A Critical Drift-Diffusion Equation: Connections to the Diffusion on $\textbf{SL}(2)$
Peter Morfe, Felix Otto, Christian Wagner
TL;DR
This work builds a rigorous bridge between a planar drift-diffusion with a Gaussian divergence-free drift and a diffusion on the Lie group $SL(2)$. By constructing a canonical $SL(2)$ diffusion via $dF=F\,dB$ with an $SO(2)$-invariant covariance and coupling the environment $b$ to a Brownian driver $B$, the authors prove that the quenched drift $u$ is well approximated, in a scale-dependent sense, by $F^\dagger x$, after a logarithmic time-change $\tau(s)$. A two-scale homogenization with proxy correctors $\tilde{\phi}_L$ yields quantitative bounds comparing $u$ to $\tilde{u}_L$, and the coupling transfers intermittency from the non-Gaussian diffusion $F$ to $u$, producing anomalous moment growth and nontrivial regularity.
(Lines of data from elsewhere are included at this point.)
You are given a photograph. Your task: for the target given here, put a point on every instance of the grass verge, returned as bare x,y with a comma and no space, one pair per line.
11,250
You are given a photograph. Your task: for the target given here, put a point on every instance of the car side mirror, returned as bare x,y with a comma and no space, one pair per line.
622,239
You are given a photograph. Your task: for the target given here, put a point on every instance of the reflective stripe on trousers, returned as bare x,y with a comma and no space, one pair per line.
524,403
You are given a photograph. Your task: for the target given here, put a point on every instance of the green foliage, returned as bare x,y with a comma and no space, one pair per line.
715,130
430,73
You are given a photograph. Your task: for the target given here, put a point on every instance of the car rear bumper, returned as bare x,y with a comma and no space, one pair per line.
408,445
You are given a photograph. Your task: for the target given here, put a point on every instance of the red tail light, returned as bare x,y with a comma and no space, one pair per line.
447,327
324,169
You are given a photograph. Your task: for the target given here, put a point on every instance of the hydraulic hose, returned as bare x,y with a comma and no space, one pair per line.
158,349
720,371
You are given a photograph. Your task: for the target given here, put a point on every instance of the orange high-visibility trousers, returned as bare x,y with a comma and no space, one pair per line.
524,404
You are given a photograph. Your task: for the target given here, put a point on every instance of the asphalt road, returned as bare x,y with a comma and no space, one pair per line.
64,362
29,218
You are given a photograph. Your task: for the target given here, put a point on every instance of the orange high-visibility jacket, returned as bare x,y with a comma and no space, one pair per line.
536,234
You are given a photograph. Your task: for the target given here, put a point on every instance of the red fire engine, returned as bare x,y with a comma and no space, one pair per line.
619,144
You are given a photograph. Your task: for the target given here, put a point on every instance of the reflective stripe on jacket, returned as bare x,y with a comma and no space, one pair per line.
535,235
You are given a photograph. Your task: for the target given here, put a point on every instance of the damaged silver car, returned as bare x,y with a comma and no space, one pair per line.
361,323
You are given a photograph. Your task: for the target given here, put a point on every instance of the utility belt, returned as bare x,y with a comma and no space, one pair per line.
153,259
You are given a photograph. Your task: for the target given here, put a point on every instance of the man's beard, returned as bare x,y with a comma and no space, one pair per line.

The results illuminate a concrete link between stochastic homogenization in rough environments and diffusion processes on Lie groups, with implications for understanding large-scale transport in stochastic flows and random media.
Abstract
In this note, we connect two seemingly unrelated objects: On the one hand is a two-dimensional drift-diffusion process $X$ with divergence-free and time-independent drift $b$. The drift is given by a stationary Gaussian ensemble, and we focus on the critical case where a small-scale cut-off is necessary for well-posedness and the large-scale cancellations lead to a borderline super-diffusive behavior. On the other hand is the natural diffusion $F$ on the Lie group $\textbf{SL}(2)$ of matrices of determinant one. As a consequence of this connection, the strongly non-Gaussian character of $F$ transmits to how $X$ depends on its starting point.